Grenzenlos arbeiten führt langfristig zu Burnout und Stress. Deshalb wollte der Betriebsrat unbedingt einschreiten und Grenzen setzen. Das ist der betrieblichen Interessenvertretung bei dem Autobauer gelungen. Mit der Betriebsvereinbarung Mobilarbeit erhält jeder Beschäftigte ein Stück Selbstbestimmung zurück: „Wer jetzt den Ausschaltknopf am Handy nicht findet, dem kann auch kein Betriebsrat mehr helfen“, stellt Cammerer fest. Gerade die Eltern kleiner Kinder können von dem BMW-System profitieren. Auch Betina Wandzik kommt die Mobilarbeit sehr entgegen. „Jetzt habe ich trotz meines Vollzeitjobs mehr Zeit für meine Kinder. Und ich habe kein schlechtes Gewissen mehr, wenn ich vom Arbeitsplatz mal früher weg muss. Denn die Arbeit kann ich ja später zuhause fertigstellen.“
Die Mobilarbeit bei BMW ist ein freiwilliges Angebot. Jeder Mitarbeiter kann es nutzen, sofern es mit den Arbeitsaufgaben vereinbar ist. Tatsächlich arbeiten nicht nur Angestellte und IT-ler mobil. Auch die Meister in der Produktion könnten beispielsweise Abläufe am Computer zuhause fertigstellen. Und Produktionsmitarbeiter unterstützen sich gegenseitig am Telefon durch Rat und Tat, wenn beispielsweise ein Fehler im Produktionsablauf auftritt. Mitarbeiter und Vorgesetzte stimmen die Einzelheiten der Mobilarbeit miteinander ab. Grundsätzlich gilt jedoch: Egal ob online oder offline, ob mit Laptop, Handy oder Papier gearbeitet wird – Mobilarbeitszeit ist Arbeitszeit.

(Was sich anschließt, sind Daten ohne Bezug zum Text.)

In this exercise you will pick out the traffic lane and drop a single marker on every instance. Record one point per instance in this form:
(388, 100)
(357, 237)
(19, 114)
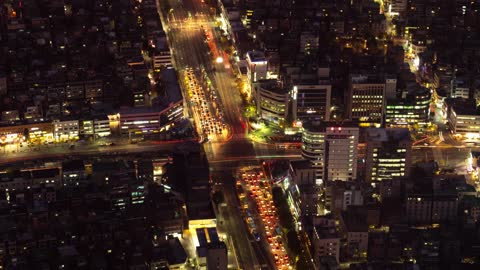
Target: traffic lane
(237, 225)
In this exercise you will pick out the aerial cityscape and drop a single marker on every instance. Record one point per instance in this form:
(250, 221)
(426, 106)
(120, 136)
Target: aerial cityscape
(240, 134)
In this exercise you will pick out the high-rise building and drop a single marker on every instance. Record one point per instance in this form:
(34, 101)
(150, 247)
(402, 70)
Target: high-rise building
(311, 101)
(303, 175)
(257, 66)
(272, 101)
(388, 154)
(366, 99)
(412, 107)
(332, 150)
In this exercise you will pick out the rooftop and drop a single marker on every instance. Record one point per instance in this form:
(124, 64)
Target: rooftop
(321, 126)
(300, 164)
(388, 134)
(463, 106)
(256, 56)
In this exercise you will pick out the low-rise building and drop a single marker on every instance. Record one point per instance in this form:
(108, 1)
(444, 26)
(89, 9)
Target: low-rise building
(413, 107)
(325, 242)
(388, 154)
(65, 130)
(354, 228)
(98, 127)
(272, 101)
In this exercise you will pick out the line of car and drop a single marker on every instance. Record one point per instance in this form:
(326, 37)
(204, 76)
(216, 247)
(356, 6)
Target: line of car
(204, 104)
(260, 190)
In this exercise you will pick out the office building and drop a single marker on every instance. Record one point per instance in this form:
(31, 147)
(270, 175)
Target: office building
(428, 208)
(257, 66)
(411, 108)
(388, 154)
(303, 176)
(311, 100)
(66, 130)
(99, 127)
(326, 242)
(217, 256)
(332, 150)
(272, 101)
(396, 7)
(464, 118)
(366, 99)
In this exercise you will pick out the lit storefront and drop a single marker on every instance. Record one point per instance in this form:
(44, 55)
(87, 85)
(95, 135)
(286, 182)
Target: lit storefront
(33, 133)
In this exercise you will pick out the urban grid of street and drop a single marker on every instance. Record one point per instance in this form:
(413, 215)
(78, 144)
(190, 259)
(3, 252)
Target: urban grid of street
(184, 25)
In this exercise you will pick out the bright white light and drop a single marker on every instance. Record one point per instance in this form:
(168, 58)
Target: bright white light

Die IG Metall fordert, dass bei der Gestaltung der Arbeitszeit und Arbeitsorganisation die Wünsche der Beteiligten berücksichtigt werden. Flexibel sein, das wird im Berufsleben immer wichtiger. Und es wird von den Menschen nicht abgelehnt. Sie sind bereit, auf die Flexibilisierungsanforderungen einzugehen, die sich durch mobiles Arbeiten, globale Vernetzung und den digitalen Fortschritt ergeben. Zu Recht wollen die Beschäftigten jedoch dafür etwas zurückbekommen. 93 Prozent der Arbeitnehmer wollen beispielsweise auch mal kurzfristig frei nehmen können, so das Ergebnis der Beschäftigtenbefragung der IG Metall vom Frühjahr 2013.